Кровь… Всюду кровь… На земле, на золотом, словно сотканном из легкомысленных солнечных лучей шелке, на мертвых руках, вцепившихся в кусок драгоценной материи. Даже смерть не способна противостоять человеческой жадности… Это война превратила людей в скотов. Или люди всегда были скотами? Просто в мирное время это не так заметно, а теперь, когда вокруг огонь, боль, кровь, когда каждый прожитый день может стать последним, все самое плохое лезет наружу.

Сколько Казимеж себя помнил, вокруг воевали. Шведы с русскими, русские со шведами, а кровь лилась на землях Речи Посполитой. Где был Петр, когда Август Сильный вынужден был подписывать позорный Альтранштедский мир, где были овеянные славой русские полки, когда войска Карла один за одним занимали города Речи Посполитой, когда сотнями, тысячами гибли гордые шляхтичи, цвет и надежда державы?.. Русские сначала бросили своих союзников, а теперь мстили им за предательство.

Перекрестившись, Казимеж закрыл мертвые глаза, в которых отражалось небо, солнце и сам Казимеж. Кто он, этот человек? Русский? Швед? Поляк?

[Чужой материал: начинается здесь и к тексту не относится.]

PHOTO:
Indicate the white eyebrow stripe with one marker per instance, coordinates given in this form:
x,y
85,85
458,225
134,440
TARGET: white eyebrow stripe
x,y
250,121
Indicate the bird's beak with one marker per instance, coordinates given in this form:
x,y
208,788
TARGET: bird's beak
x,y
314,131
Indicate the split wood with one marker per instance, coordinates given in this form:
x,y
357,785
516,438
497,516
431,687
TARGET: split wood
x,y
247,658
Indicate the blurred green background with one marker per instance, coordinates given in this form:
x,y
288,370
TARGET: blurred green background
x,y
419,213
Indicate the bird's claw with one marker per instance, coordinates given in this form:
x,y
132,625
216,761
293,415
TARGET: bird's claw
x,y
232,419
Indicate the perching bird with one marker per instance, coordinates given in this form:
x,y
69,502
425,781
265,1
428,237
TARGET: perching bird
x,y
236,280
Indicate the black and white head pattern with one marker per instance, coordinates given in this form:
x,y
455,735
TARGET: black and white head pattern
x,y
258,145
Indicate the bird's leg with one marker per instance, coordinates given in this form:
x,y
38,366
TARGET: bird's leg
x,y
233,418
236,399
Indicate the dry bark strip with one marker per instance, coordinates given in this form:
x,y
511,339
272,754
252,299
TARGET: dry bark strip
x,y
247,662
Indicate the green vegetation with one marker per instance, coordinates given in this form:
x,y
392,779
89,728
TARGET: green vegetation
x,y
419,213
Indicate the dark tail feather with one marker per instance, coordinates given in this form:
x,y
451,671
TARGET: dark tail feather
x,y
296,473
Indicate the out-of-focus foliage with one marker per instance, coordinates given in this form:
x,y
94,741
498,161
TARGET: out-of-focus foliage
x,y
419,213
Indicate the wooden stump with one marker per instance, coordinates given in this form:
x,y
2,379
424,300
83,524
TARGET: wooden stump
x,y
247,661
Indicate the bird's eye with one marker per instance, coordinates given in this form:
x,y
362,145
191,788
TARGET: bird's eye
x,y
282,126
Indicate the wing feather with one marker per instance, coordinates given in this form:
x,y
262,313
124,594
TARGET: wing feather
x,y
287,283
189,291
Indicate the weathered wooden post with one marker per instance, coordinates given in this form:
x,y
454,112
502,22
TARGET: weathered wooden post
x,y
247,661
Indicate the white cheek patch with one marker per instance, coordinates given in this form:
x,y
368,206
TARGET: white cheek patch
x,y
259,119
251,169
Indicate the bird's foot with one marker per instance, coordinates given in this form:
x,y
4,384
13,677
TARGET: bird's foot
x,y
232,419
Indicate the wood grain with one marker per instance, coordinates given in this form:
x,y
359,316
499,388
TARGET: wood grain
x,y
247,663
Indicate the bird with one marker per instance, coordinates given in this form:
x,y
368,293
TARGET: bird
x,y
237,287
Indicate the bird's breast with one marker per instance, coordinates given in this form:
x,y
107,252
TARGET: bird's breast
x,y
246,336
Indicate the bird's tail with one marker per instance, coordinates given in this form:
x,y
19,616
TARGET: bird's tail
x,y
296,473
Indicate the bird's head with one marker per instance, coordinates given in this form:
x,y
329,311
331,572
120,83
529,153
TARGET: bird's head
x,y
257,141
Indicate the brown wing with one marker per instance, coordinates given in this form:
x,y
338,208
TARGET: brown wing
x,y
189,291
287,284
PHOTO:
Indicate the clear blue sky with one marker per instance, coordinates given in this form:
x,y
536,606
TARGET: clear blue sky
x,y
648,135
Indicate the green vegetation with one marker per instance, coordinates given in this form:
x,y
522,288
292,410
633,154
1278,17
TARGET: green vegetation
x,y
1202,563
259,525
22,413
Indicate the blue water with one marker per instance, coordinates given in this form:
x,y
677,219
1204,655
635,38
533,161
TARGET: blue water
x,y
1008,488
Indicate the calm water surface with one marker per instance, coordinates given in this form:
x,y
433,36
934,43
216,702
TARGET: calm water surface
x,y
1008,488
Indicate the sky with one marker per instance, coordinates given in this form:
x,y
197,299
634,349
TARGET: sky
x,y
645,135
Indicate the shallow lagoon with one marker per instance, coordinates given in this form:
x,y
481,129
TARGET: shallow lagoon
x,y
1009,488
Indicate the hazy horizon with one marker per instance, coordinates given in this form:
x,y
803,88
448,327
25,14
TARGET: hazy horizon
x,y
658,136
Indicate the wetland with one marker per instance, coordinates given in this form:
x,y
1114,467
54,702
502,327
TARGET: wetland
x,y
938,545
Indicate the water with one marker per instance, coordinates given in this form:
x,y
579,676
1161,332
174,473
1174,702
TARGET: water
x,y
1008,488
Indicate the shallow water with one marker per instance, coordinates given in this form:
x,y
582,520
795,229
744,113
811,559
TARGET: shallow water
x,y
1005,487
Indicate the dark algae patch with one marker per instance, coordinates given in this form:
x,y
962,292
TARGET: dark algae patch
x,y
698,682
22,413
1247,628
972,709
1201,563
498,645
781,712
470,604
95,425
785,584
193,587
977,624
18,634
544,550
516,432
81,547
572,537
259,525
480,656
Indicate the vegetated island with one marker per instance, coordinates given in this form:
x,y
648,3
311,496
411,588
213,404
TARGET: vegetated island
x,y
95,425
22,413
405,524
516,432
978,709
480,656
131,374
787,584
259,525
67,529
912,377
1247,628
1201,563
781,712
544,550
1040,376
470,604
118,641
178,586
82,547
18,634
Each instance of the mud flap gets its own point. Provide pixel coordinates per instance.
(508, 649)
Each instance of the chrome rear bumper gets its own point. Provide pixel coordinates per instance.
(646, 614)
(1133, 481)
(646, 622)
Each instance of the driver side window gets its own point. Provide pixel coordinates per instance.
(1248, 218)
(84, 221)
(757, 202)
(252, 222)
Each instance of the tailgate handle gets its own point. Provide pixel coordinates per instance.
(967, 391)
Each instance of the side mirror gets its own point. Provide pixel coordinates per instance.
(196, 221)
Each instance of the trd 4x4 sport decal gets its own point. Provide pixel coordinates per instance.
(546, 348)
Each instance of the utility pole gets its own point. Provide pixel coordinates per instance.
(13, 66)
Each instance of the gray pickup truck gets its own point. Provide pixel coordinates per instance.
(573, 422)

И думал ли он о национальности, когда взял в руки саблю? Вряд ли, такие, как этот, думают лишь о наживе, о том, как урвать кусок побольше да послаще и убежать, забиться в нору, выжидая, когда наконец определится победитель.

—Что ты там возишься? – Збышек давным-давно утратил всякое почтение к смерти.

—Похоронить бы…

—Пся крев, хоронить! Да тут нас самих скоро похоронят! Интересно, кто их?

Казимеж огляделся, в принципе все было ясно. Богатый караван, видно, кто-то вывозил награбленное – вон шелк, серебряная утварь валяется, а ежели покопаться, так и золото сыщется – лакомый кусок для всякого, будь то лихие петровские драгуны, молчаливые исполнительные солдаты Карла или свои же… Хотя в этой войне нельзя понять, кто свой, кто чужой, проще убивать всех подряд. И надежнее. Караван ждали, охрана не спасла, а возможно, сама же охрана и помогала добивать хозяев, здесь такое не редкость… А потом сами охотники превратились в добычу, маленький отряд Казимежа легко управился с грабителями.

—Они были слишком беспечны, – подытожил Збышек. – Двигаться надо, пока на выстрелы не сбежались…

—Погодь. – О том, чтобы забрать воз с добром, и речи быть не могло, жизнь важнее шелка, бородач умер, так и не поняв этой последней истины. – Нам нужны деньги.